Qn: How successful can we rate ‘Goodman’ in terms of DVD sales and has been screened or televised elsewhere?
Ans: The film is not yet on DVD. We have an experimental release model that we are stringently following. The film is only available through mobile community cinemas. We want to screen it around the country and film festivals around the globe before we can sell the rights to TVs and put it on DVDs.
Qn: How long did it take you to shoot ‘Goodman’ and how much did it cost you.
Ans: The film took us over five years to produce, and by production I am factoring the script writing and development which took the longest time. This was because it was a self funded project and we had very little resources to work with. The cost I am not at liberty to put a figure to it but it is very expensive and taxing to produce a quality movie of such kind. Many thanks goes to our understanding Pikicha Africa production team and various stakeholders who availed their facilities for the production of the movie.
Qn: What’s your take on Zimbabwe’s film industry? Is it developing since the eras of ‘Neria’ and ‘Yellow Card’?

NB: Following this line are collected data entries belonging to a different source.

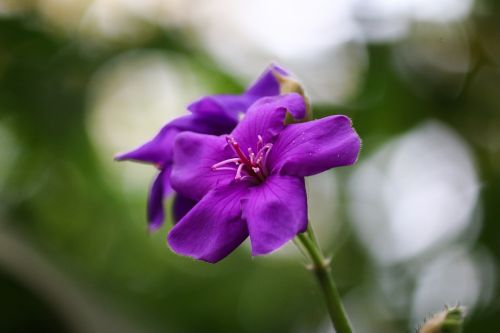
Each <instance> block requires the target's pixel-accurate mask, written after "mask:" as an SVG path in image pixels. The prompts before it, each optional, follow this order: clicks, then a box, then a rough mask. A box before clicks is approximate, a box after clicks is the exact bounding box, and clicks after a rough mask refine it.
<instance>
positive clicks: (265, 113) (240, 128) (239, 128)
mask: <svg viewBox="0 0 500 333" xmlns="http://www.w3.org/2000/svg"><path fill="white" fill-rule="evenodd" d="M287 112H290V113H291V114H292V115H293V116H294V117H298V118H303V117H304V116H305V114H306V104H305V102H304V99H303V97H302V96H300V95H299V94H296V93H290V94H285V95H281V96H274V97H264V98H261V99H259V100H258V101H257V102H255V103H254V104H252V106H251V107H250V109H249V110H248V112H247V114H246V116H245V118H243V120H242V121H241V122H240V123H239V124H238V126H236V128H235V129H234V131H233V132H232V133H231V135H232V136H233V137H234V138H235V139H236V141H238V143H239V144H240V145H241V147H242V148H243V149H244V151H246V149H248V148H252V149H254V151H255V149H256V144H257V141H258V136H259V135H260V136H262V138H263V140H264V143H268V142H272V141H273V140H274V137H275V136H276V135H277V134H279V133H280V132H281V131H282V130H283V128H284V127H285V116H286V113H287Z"/></svg>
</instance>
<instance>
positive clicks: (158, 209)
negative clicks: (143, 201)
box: [148, 169, 172, 231]
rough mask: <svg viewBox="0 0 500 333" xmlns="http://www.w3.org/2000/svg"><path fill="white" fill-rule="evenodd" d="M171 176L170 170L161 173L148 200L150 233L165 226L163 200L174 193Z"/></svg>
mask: <svg viewBox="0 0 500 333" xmlns="http://www.w3.org/2000/svg"><path fill="white" fill-rule="evenodd" d="M169 174H170V169H164V170H162V171H160V173H158V176H156V179H155V180H154V181H153V185H152V186H151V190H150V192H149V199H148V227H149V230H150V231H155V230H158V229H159V228H160V227H161V226H162V225H163V220H164V218H165V212H164V209H163V199H164V198H165V197H166V196H167V195H168V194H170V193H171V192H172V188H171V187H170V182H169Z"/></svg>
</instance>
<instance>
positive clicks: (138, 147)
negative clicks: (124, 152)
mask: <svg viewBox="0 0 500 333" xmlns="http://www.w3.org/2000/svg"><path fill="white" fill-rule="evenodd" d="M287 75H288V74H287V72H286V71H284V70H283V69H281V68H279V67H278V66H275V65H272V66H270V67H269V68H268V69H267V70H266V71H265V72H264V73H263V74H262V75H261V76H260V77H259V79H258V80H257V81H256V82H255V83H254V84H253V85H252V86H251V87H250V88H248V89H247V90H246V91H245V92H244V93H243V94H241V95H212V96H206V97H203V98H201V99H199V100H198V101H196V102H194V103H192V104H191V105H189V106H188V110H189V111H191V114H189V115H186V116H183V117H180V118H177V119H174V120H173V121H171V122H169V123H168V124H166V125H165V126H164V127H163V128H162V129H161V130H160V132H159V133H158V134H157V135H156V136H155V137H154V138H153V139H152V140H151V141H149V142H147V143H145V144H144V145H142V146H140V147H138V148H136V149H134V150H132V151H130V152H127V153H124V154H120V155H118V156H116V160H119V161H122V160H134V161H138V162H143V163H149V164H153V165H155V166H156V167H157V168H158V170H159V173H158V175H157V176H156V178H155V180H154V181H153V184H152V186H151V190H150V194H149V200H148V222H149V229H150V230H156V229H158V228H160V227H161V225H162V224H163V221H164V217H165V214H164V210H163V200H164V199H165V198H166V197H167V196H168V195H169V194H171V193H172V192H173V190H172V187H171V185H170V172H171V169H172V149H173V142H174V139H175V137H176V136H177V135H178V134H179V133H181V132H184V131H192V132H197V133H206V134H215V135H219V134H223V133H229V132H231V130H232V129H233V128H234V127H235V126H236V125H237V124H238V121H239V120H240V119H241V117H242V115H243V114H245V112H246V111H247V109H248V107H249V106H250V105H251V104H252V103H253V102H255V101H256V100H257V99H259V98H261V97H265V96H276V95H279V94H280V88H281V87H280V79H281V78H283V77H286V76H287ZM194 204H195V202H194V201H193V200H191V199H190V198H188V197H184V196H182V195H177V196H176V198H175V200H174V205H173V215H174V220H179V219H180V218H181V217H182V216H183V215H184V214H185V213H186V212H188V211H189V209H191V207H192V206H193V205H194Z"/></svg>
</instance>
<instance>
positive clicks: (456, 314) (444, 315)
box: [418, 306, 465, 333]
mask: <svg viewBox="0 0 500 333" xmlns="http://www.w3.org/2000/svg"><path fill="white" fill-rule="evenodd" d="M464 312H465V309H464V308H463V307H461V306H454V307H451V308H448V307H446V308H445V309H444V310H443V311H441V312H438V313H436V314H435V315H434V316H432V317H431V318H430V319H428V320H427V321H426V322H425V323H424V325H423V326H422V327H421V328H420V330H419V331H418V333H460V332H462V324H463V319H464V316H465V313H464Z"/></svg>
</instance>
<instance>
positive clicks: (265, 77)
mask: <svg viewBox="0 0 500 333" xmlns="http://www.w3.org/2000/svg"><path fill="white" fill-rule="evenodd" d="M275 72H277V73H279V74H281V75H288V74H287V73H286V71H285V70H284V69H282V68H280V67H278V66H276V65H271V66H270V67H269V68H268V69H267V70H266V71H265V72H264V73H262V75H261V76H260V77H259V78H258V79H257V81H255V83H253V84H252V85H251V86H250V88H248V89H247V91H246V92H245V93H243V94H241V95H211V96H206V97H202V98H201V99H199V100H197V101H195V102H194V103H192V104H191V105H189V106H188V110H189V111H191V112H193V113H194V114H199V115H204V116H210V117H217V118H218V119H219V121H221V122H227V123H230V124H232V126H233V127H234V126H236V124H237V123H238V121H239V117H240V115H241V114H244V113H246V112H247V109H248V108H249V107H250V105H252V104H253V103H254V102H255V101H256V100H258V99H259V98H261V97H266V96H277V95H279V94H280V83H279V81H278V80H277V79H276V77H275V75H274V73H275Z"/></svg>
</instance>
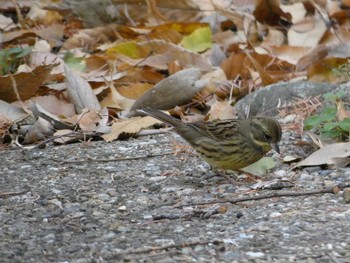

Ans: I think the film industry is still struggling to really take off though local filmmakers are really trying to step up. It is now better than before because film equipment is now cheaper to buy and access, but there is more that needs to be done to help prop up players in the industry. Our government must step in and help us through special incentives such as duty free imports for our equipment, help artists more in the ongoing battles of piracy to protect our intellectual property rights among other things. We have the talent but it’s the operating environment that has been the major shortcoming for us to step up to the levels of the South African film industry or Nollywood in Nigeria.
Qn: What sort of camera’s and equipment did you use to shoot ‘Goodman’ to give it the picture quality it is being credited for?
Ans: The film was shot with a semi-professional HD DSLR camera. For sound we had to do Automated Dialogue Replacement (ADR) at our company offices. We really used every useful editing trick to give the film its beautiful cinematic look.
Qn: What major challenges did you face shooting ‘Goodman’?
Ans: Much of the challenges had to do with limited financial resources. Occasionally I felt if I had more money to hire equipment and travel to the locations we wanted, we could have done a lot more. But we approached the film with the mindset that we will only use what we have and try to do the best that we can with what we have.
Qn: Who is your role model?
Ans: My role model mmmmh, I don’t really have any. I think there is an imaginary ME that I envision, a type of filmmaker that I want to be and I look up to him and say I want to be.
Qn: Are you working on any projects at the moment.
Ans: Currently I’m working on two documentaries, a TV series and I am writing the script for my next film.
On another note, MultiChoice Zimbabwe publicity and public relations manager Liz Dziva said going forward they want to work more with local content producers to support the local film industry.
“One of MultiChoice’s main objectives is to work with and support local productions and we are confident that the movie Goodman will be appreciated and enjoyed by viewers beyond Zimbabwe through or local content platforms such as Zambezi Magic,” said Dziva.